La fin du dock me peine mais cette tristesse n’est rien comparé à celle provoquée par la désintégration des idéaux qui ont fait la jeunesse du boomer que je suis à l’insu de mon plein gré — un peu comme ma nationalité d’ailleurs. Dans un cas comme dans l’autre, je n’y suis pour rien — et ont construit l’humain que j’ai choisi de devenir. Du bout du bout de mes orteils jusqu’à la pointe ultime de mes cheveux, résonne un « plus jamais ça » qui pour moi, comme pour nombre de personnes qui ont été d’une manière ou d’une autre, confrontées de prés ou de très loin au nazisme, au racisme, est une colonne vertébrale. « Plus jamais ça » !

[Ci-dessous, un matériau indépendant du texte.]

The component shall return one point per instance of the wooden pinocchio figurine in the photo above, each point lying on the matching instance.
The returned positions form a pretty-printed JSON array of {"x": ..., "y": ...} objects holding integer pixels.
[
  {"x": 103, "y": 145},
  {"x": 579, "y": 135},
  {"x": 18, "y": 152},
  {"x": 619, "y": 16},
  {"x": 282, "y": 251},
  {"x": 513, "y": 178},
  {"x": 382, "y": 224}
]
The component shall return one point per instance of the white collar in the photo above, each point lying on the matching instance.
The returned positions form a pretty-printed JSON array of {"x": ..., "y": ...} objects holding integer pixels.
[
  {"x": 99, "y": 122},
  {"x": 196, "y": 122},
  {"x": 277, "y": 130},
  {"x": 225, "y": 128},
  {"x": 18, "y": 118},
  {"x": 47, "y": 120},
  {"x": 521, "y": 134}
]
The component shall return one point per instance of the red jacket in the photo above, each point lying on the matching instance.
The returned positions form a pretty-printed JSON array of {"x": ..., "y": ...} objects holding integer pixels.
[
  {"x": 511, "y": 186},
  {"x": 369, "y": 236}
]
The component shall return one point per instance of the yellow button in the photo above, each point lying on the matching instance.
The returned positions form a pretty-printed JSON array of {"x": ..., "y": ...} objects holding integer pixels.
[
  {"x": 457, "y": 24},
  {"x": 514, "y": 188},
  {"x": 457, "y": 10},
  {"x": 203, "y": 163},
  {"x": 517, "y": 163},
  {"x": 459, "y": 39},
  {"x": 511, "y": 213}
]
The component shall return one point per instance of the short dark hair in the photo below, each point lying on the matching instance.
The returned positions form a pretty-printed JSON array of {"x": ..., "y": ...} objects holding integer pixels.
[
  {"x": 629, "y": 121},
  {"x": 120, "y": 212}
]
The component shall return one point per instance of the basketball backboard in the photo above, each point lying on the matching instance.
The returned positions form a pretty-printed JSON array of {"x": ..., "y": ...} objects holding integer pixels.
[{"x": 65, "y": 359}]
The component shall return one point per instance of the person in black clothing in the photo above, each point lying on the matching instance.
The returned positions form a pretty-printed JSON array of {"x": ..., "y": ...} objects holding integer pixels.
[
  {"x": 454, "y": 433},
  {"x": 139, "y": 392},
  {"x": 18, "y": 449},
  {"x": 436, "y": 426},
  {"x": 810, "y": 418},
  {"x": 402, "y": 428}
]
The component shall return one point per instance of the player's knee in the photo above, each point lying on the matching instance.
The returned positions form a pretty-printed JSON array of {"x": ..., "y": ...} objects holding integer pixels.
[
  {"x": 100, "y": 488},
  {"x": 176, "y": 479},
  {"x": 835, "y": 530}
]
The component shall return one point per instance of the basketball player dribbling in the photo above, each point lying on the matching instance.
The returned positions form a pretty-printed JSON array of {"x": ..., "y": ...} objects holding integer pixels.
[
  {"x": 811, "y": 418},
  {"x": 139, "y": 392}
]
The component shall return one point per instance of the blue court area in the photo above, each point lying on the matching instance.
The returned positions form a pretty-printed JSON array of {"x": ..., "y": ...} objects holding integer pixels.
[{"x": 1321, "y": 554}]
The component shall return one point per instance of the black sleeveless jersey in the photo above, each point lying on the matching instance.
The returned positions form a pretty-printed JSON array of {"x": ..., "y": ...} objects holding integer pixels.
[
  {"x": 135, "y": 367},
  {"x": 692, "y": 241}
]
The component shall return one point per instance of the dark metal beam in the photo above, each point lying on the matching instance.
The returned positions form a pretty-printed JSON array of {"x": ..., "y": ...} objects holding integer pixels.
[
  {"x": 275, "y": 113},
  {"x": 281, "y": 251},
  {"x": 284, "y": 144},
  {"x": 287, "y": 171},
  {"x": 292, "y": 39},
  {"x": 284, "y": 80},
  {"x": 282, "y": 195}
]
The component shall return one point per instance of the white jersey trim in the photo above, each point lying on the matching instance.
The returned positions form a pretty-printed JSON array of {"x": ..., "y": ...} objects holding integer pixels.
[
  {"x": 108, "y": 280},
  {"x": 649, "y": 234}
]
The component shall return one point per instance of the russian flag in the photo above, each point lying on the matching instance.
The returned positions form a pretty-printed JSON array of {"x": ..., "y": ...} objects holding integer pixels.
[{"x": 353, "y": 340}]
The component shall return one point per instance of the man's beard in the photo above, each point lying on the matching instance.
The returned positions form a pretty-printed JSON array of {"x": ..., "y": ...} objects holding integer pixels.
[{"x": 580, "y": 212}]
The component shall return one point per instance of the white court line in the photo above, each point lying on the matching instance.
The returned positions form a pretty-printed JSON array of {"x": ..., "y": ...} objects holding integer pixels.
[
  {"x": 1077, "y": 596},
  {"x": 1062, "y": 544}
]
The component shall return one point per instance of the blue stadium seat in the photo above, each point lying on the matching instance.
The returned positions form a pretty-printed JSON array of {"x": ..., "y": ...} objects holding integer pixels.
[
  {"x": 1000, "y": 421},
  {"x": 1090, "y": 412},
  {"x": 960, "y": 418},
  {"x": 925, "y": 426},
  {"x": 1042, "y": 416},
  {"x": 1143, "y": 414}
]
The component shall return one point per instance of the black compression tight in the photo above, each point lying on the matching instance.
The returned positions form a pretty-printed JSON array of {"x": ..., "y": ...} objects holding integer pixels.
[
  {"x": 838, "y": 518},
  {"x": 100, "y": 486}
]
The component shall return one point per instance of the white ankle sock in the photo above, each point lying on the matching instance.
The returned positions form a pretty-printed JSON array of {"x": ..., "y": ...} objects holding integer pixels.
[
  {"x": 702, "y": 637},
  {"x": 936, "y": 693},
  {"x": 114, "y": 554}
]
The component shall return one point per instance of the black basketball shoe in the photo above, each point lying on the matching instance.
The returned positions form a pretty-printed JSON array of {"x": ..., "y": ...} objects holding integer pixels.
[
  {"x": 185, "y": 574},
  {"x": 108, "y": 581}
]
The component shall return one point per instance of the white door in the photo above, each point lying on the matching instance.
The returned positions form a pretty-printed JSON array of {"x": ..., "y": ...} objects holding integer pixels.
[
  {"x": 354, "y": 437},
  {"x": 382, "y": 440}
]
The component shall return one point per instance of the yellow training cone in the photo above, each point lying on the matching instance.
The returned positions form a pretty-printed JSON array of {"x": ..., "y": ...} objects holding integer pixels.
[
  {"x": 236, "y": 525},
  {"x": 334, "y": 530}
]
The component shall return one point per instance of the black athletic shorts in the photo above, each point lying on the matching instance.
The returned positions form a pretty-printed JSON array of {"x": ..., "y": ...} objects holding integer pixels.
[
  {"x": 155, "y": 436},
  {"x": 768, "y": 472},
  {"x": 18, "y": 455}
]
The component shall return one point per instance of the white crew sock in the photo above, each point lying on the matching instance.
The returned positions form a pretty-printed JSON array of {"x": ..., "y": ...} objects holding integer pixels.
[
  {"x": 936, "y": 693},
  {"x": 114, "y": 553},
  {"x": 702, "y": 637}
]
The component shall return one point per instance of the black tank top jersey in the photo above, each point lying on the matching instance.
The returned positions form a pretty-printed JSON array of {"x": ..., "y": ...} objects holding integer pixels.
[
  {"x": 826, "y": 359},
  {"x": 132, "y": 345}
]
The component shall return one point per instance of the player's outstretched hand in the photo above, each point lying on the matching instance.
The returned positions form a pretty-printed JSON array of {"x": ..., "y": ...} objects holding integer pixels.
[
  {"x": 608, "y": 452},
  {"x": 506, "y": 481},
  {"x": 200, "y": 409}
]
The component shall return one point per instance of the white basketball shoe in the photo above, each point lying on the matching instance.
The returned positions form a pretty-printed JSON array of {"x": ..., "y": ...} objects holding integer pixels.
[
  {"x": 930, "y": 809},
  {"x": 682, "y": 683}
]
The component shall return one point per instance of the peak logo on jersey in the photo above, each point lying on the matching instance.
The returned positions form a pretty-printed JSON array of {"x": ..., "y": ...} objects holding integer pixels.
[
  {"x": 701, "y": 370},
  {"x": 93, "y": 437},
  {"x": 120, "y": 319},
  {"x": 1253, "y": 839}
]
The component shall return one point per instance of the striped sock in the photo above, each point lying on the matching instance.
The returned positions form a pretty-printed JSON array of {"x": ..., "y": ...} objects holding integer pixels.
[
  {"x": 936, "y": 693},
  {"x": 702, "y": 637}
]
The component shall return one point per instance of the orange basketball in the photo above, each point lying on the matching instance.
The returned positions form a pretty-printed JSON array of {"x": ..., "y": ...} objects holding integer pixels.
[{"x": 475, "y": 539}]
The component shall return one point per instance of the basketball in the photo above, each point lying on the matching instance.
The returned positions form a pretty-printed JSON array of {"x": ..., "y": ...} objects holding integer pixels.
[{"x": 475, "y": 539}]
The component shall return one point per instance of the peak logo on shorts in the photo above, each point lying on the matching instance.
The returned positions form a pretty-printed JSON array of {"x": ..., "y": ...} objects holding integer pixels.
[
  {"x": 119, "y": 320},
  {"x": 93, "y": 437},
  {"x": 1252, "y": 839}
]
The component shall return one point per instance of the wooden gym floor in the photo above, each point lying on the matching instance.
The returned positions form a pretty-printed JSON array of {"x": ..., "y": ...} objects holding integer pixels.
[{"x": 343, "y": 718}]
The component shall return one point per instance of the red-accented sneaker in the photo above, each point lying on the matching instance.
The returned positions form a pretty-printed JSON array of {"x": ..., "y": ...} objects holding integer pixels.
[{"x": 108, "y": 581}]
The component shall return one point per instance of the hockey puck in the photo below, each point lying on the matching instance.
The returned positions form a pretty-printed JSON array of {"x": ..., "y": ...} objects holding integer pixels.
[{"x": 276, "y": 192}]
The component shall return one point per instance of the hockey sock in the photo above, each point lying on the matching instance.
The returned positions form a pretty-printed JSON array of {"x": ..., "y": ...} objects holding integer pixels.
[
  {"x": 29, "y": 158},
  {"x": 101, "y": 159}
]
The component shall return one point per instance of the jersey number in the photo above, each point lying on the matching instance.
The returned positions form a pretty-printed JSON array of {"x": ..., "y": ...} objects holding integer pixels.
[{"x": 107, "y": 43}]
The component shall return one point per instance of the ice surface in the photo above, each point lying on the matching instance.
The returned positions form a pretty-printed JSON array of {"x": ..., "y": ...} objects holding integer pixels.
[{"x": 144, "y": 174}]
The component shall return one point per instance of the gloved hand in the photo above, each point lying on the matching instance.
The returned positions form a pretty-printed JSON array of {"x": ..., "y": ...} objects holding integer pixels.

Aujourd’hui, j’ai le sentiment qu’on frappe à coup de barres de fer cette colonne vertébrale, à chaque tirade récriminatoire, à chaque sentence discriminatoire à l’encontre de nos concitoyens, concitoyennes né.es de l’autre côté de la Grande Bleue ou de leurs enfants souvent nés sur le sol de France. L’Autre, l’Etranger, le Pas Pareil est à nouveau le bouc émissaire de nos maux et pas qu’à demi-mot.
le 6 février dernier, Bruno Retailleau, pour ne citer que le Ministre de l’Intérieur d’un gouvernement nommé par un Premier Ministre issu d’un parti minoritaire à l’Assemblée, mais faisant parti de la majorité qui s’est opposée au rassemblement national, avec l’aval d’un président élu pour faire barrage aux idées des extrêmes-droites, pouvait déclarer sur LCI, concernant son projet de modifications des conditions d’accès à la nationalité française dans le département de Mayotte : « Vous avez un exemple incroyable d'une société, sur un petit territoire, d'une société totalement déséquilibrée par les flux migratoires. Or, ce sont des musulmans, ils sont noirs, c'est simplement qu’aucune société, quelle que soit la culture, ne peut supporter une proportion où il y a, comme le disait le Premier ministre, une submersion.». Ça suffit ! « Plus jamais ça » avait-on dit. Quand jours après jours, les digues lâchent. Quand sur nos écrans ou au café du coin, les barrages craquent, n’oublions pas que chaque atteinte à une personne en fonction de sa pigmentation de peau, de son faciès, de ses origines ou de ses pratiques cultuelles, sexuelles… est une atteinte à l’ensemble de notre corps social et qu’à ce titre, elle doit être sévèrement punie. "Plus jamais ça ! », partout, tout le temps et pour tout le monde.